Tencent Cloud EMR (hereinafter referred to as EMR) requires access to or operations on other related cloud products during operation. To ensure normal operation and use of EMR by Collaborator or Sub-user, this document provides guidance on granting relevant permissions.
Permission Policies Overview
Policy Name
Description
Required or Optional
Description
QcloudCamRoleFullAccess
Full read-write access for CAM Users and Roles
No
Used as a Custom service role, it provides granular permission control for inter-product data access. Refer to Cluster COS Service Role for details
The pre-defined QcloudEMRPurchaseAccess policy allows you to manage the financial permissions for purchasing EMR products for all users. When this policy is granted to a user, it includes the financial permissions for CVM, CDB, and EMR. If you need to restrict a user's ability to purchase CVM and CDB, do not grant the corresponding product ordering permissions.
Application scenario
Authorize EMR to access other cloud product permissions
1. Service Role (mandatory): When using EMR services, access to cloud services like CVM, CBS, and TencentDB is required. During the initial product purchase, the service role EMR_QCSRole for EMR must be assigned and granted the policy QcloudAccessForEMRRole (for requesting basic resources such as CVM, CBS, TencentDB, and read permissions for COS) and EMR's access permissions to cloud resources.
2. Service-related role (optional): If EMR directly writes to or processes data in COS, to ensure data security, EMR needs the corresponding service role EMR_QCSLinkedRoleInApplicationDataAccess and must bind to the QcloudAccessForEMRLinkedRoleInApplicationDataAccess pre-defined policy to read and write COS resources using temporary keys.
Special Note on COS Bucket Access Authorization:
1. Since August 20, 2023, for new users or existing users modifying their authorization policies, the default service-related role EMR_QCSLinkedRoleInApplicationDataAccess is granted.
2. The current authorization policy for existing users is to bind the QcloudAccessForEMRRoleInApplicationDataAccess policy in the service role EMR_QCSRole.

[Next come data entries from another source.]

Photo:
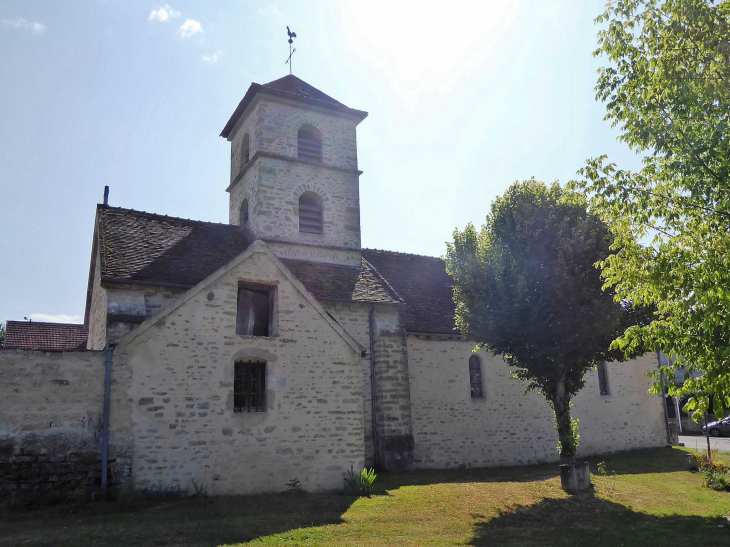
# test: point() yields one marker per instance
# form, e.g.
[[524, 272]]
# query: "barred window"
[[249, 387], [602, 379], [245, 151], [310, 213], [243, 213], [475, 376], [309, 141], [254, 314]]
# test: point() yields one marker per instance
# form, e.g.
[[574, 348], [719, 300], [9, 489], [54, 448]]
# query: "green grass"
[[648, 498]]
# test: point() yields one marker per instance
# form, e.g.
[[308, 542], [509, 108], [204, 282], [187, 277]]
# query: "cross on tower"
[[292, 35]]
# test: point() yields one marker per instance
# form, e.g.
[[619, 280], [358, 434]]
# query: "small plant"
[[716, 479], [294, 485], [199, 489], [361, 484]]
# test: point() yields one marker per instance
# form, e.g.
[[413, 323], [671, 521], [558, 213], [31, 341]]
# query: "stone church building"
[[276, 347]]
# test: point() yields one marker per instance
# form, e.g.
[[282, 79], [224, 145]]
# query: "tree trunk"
[[561, 407]]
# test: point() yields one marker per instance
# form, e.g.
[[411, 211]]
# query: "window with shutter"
[[310, 213], [310, 143]]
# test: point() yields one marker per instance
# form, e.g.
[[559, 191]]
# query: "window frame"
[[604, 389], [246, 375], [312, 150], [310, 222], [479, 381], [257, 288]]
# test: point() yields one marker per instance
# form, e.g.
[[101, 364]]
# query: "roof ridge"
[[168, 217], [44, 323], [398, 253]]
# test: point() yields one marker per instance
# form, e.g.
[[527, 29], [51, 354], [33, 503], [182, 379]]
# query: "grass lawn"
[[652, 499]]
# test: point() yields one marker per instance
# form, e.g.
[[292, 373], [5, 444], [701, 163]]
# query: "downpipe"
[[108, 351]]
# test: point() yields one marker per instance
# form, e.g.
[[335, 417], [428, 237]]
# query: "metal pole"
[[105, 420]]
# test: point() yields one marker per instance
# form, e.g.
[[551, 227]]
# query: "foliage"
[[526, 288], [705, 462], [361, 484], [200, 490], [667, 86]]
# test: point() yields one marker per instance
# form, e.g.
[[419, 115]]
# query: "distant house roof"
[[45, 336], [140, 247], [293, 88], [423, 284]]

3. When both the service-related role and service role are authorized, the service-related role is used by default. In the cluster instance information authorization policy, COS will show as authorized, and the cluster COS service role will display the EMR_QCSLinkedRoleInApplicationDataAccess role.

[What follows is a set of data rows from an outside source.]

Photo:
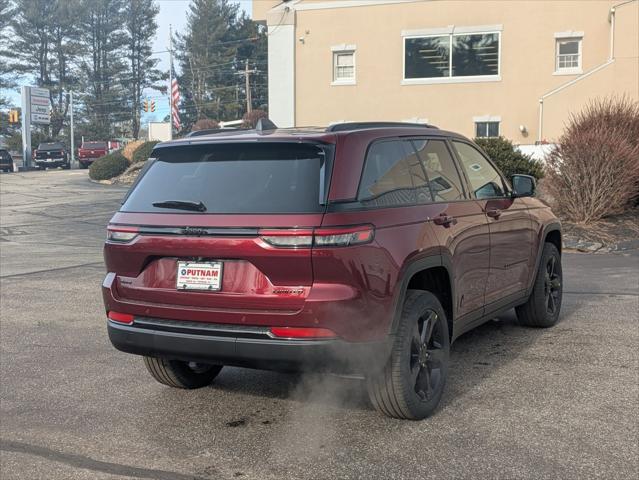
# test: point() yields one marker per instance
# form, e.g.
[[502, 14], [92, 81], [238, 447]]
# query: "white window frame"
[[451, 31], [343, 50], [570, 36]]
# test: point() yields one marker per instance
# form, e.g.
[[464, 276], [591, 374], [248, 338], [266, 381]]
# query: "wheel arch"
[[433, 274]]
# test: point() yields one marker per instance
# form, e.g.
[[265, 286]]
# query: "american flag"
[[175, 94]]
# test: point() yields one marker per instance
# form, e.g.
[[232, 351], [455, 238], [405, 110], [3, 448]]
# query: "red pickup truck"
[[91, 151]]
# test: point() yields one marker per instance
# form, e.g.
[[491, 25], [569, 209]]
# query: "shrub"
[[509, 160], [109, 166], [143, 152], [205, 124], [249, 120], [594, 171]]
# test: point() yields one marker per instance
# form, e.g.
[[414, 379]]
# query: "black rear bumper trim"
[[331, 355]]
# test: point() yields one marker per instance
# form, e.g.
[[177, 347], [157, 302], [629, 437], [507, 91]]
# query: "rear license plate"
[[199, 276]]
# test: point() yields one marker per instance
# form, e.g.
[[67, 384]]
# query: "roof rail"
[[347, 126]]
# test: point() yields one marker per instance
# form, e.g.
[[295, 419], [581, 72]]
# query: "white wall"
[[281, 75]]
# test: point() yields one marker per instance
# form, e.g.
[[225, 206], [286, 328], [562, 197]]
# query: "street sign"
[[40, 105], [41, 109], [40, 118], [39, 92]]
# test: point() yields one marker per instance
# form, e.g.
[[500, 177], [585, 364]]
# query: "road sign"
[[40, 118], [39, 92], [40, 105], [41, 109]]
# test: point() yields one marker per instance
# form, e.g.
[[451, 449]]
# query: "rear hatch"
[[93, 149], [220, 227], [52, 150]]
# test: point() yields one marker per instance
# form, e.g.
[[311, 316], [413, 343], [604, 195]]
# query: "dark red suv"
[[362, 248]]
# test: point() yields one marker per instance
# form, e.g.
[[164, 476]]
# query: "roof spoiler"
[[347, 126]]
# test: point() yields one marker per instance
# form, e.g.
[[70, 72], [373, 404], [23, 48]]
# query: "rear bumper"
[[53, 162], [245, 347]]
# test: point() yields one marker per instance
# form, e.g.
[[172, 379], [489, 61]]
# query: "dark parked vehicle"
[[6, 161], [363, 248], [51, 155], [90, 152]]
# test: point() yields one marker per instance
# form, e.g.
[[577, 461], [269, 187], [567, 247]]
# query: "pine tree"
[[106, 100], [141, 27], [206, 53]]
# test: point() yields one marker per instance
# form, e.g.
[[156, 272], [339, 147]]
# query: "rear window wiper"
[[181, 205]]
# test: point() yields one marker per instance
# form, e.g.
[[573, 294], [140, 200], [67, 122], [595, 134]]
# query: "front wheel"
[[543, 305], [178, 374], [412, 381]]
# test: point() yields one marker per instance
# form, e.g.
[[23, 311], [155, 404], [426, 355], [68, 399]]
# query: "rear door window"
[[485, 180], [393, 176], [235, 178], [443, 178]]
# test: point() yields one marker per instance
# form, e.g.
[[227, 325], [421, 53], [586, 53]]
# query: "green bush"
[[109, 166], [143, 152], [509, 160]]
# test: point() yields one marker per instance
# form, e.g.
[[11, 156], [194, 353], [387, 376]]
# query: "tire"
[[544, 304], [178, 374], [411, 383]]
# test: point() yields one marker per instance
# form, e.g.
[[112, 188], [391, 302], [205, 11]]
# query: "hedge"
[[143, 152], [509, 160], [109, 166]]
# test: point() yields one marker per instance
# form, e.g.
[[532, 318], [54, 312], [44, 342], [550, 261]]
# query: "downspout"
[[611, 59]]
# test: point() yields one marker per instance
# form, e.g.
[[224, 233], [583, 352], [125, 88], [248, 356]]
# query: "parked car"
[[363, 248], [91, 151], [51, 155], [6, 161]]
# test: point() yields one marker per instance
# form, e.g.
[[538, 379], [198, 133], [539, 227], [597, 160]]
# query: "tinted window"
[[235, 178], [484, 180], [392, 176], [94, 145], [443, 176]]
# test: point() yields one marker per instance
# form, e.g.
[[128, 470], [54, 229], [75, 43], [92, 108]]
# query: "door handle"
[[445, 220], [493, 212]]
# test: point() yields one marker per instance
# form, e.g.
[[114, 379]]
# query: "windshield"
[[233, 178], [50, 146], [94, 145]]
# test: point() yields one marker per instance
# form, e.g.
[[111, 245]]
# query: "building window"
[[344, 67], [486, 129], [453, 55], [568, 55]]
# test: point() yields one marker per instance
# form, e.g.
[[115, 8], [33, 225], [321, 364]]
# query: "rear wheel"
[[411, 383], [543, 305], [179, 374]]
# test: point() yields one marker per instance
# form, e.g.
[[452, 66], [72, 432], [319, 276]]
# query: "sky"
[[172, 13]]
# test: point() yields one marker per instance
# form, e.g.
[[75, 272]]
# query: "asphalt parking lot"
[[520, 403]]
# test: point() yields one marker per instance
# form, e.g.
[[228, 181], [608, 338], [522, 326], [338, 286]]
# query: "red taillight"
[[320, 237], [302, 332], [121, 317], [344, 236], [118, 234]]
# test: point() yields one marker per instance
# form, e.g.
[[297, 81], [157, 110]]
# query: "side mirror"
[[523, 185]]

Purchase and manage EMR clusters
For scenarios involving resource purchasing, such as creating clusters, adding components, modifying configurations, or expanding collaborators/sub-users, it is necessary to grant QcloudEMRFullAccess. This is according to the Definition TencentDB purchasing policy. If there are no resource purchasing scenarios, such as for service configuration management or restarts, only the QcloudEMRFullAccess policy needs to be granted.
Caution
For the annual/monthly subscription purchase method, if financial permissions are not granted, a pending order will be generated and linked to an account with financial permissions for approval. The pay-as-you-go purchase method does not support order approval; financial permissions must be granted.
Policy Category
Policy Name
Policy Description
EMR Preset Policy
QcloudEMRFullAccess
Full read-write access for EMR (select one)
EMR Preset Policy
QcloudEMRReadOnlyAccess
Read-only access for EMR (choose one of the two)
EMR Preset Policy
QcloudEMRPurchaseAccess
Financial permissions for EMR products
The root account grants the above permissions to the Sub-user or Collaborator. The steps are as follows:
1. Log in to CAM Console, find the corresponding Sub-user or collaborator in Users > User List, then click Authorize.
2. Search for the policy listed in the table above (the following image takes QcloudEMRFullAccess policy as an example) within Associated Policies. Once the policy is selected, click OK to confirm.
3. Grant the EMR financial policy QcloudEMRPurchaseAccess, similar to step 2.
Cluster COS Service Role
EMR root account or Collaborator and Sub-user with QcloudCamRoleFullAccess can precisely control COS bucket permissions and other cloud resource permissions. For details, see Cluster COS Service Role.
Root account grants QcloudCamRoleFullAccess to Sub-user or Collaborator, the specific steps are as follows:
1. Log in to CAM Console, find the corresponding Sub-user or collaborator in Users > User List, then click Authorize.
2. Search for QcloudCamRoleFullAccess policy within Associated Policies. Once the policy is selected, click OK to confirm.